Wednesday, December 21, 2011

Holiday Road

This year the week between Christmas and New Years will be spent in Southern California. When I started shopping for plane tickets for this trip months ago it quickly became apparent that plane tickets and rental car were going to cost a fortune. When I compared the cost of flying to driving it suddenly made seemed to make sense to just drive. So our family has decided to boycott the obscenely high cost of plane tickets and instead do our holiday travel by car.

However this morning, while listening to the radio, I was reminded that tomorrow, the day we depart, is the Winter Solstice, the shortest day of the year. Tomorrow the family and I will be in the car for 11+ hours and there will only be around 9 hours between sunrise and sunset, and this is just the first of 3 days of driving.

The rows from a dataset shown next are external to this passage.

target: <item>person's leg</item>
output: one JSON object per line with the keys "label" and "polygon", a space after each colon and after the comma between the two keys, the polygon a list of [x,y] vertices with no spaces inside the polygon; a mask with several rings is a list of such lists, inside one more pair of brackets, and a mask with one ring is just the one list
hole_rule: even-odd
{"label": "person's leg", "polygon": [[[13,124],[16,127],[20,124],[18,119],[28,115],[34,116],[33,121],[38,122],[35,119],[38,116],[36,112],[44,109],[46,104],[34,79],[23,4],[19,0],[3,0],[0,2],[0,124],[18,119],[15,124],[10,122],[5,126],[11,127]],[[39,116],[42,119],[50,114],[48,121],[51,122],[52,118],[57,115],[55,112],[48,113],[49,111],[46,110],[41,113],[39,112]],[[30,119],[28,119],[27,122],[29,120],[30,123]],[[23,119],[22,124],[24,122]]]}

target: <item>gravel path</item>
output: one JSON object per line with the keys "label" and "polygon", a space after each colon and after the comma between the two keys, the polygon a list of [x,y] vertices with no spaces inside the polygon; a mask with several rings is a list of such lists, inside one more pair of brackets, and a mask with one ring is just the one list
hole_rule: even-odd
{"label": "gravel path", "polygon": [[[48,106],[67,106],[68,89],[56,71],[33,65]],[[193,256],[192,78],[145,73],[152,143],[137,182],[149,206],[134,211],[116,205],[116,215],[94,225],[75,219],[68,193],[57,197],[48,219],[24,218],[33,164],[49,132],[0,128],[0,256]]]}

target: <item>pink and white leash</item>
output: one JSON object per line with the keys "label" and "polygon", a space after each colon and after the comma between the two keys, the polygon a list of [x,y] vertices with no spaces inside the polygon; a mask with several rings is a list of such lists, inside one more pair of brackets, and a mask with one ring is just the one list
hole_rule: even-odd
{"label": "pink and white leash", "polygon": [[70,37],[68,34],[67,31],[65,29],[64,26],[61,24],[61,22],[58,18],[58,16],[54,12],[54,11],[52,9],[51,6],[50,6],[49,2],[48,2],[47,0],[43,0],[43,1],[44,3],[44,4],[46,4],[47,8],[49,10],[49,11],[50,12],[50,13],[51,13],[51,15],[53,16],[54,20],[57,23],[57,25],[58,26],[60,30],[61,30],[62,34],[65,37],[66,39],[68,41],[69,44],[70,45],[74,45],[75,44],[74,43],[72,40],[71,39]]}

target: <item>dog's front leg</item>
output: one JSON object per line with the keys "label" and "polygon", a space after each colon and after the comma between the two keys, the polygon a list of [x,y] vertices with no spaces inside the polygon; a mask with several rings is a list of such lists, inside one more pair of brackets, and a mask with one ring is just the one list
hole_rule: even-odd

We may be spending quite a few hours during this drip in the dark, but I think it will still be a fun family adventure...


Edit: Had to add one more video



Saturday, December 3, 2011

First Rainier Ski Trip of the Season

With the first days of December, a record setting high pressure system settled over the Pacific Northwest and promised up to a week or more of good weather (and smog in the lowlands). My brother Alex and I decided to take advantage of the good weather and get in our first ski trip of the season to Camp Muir.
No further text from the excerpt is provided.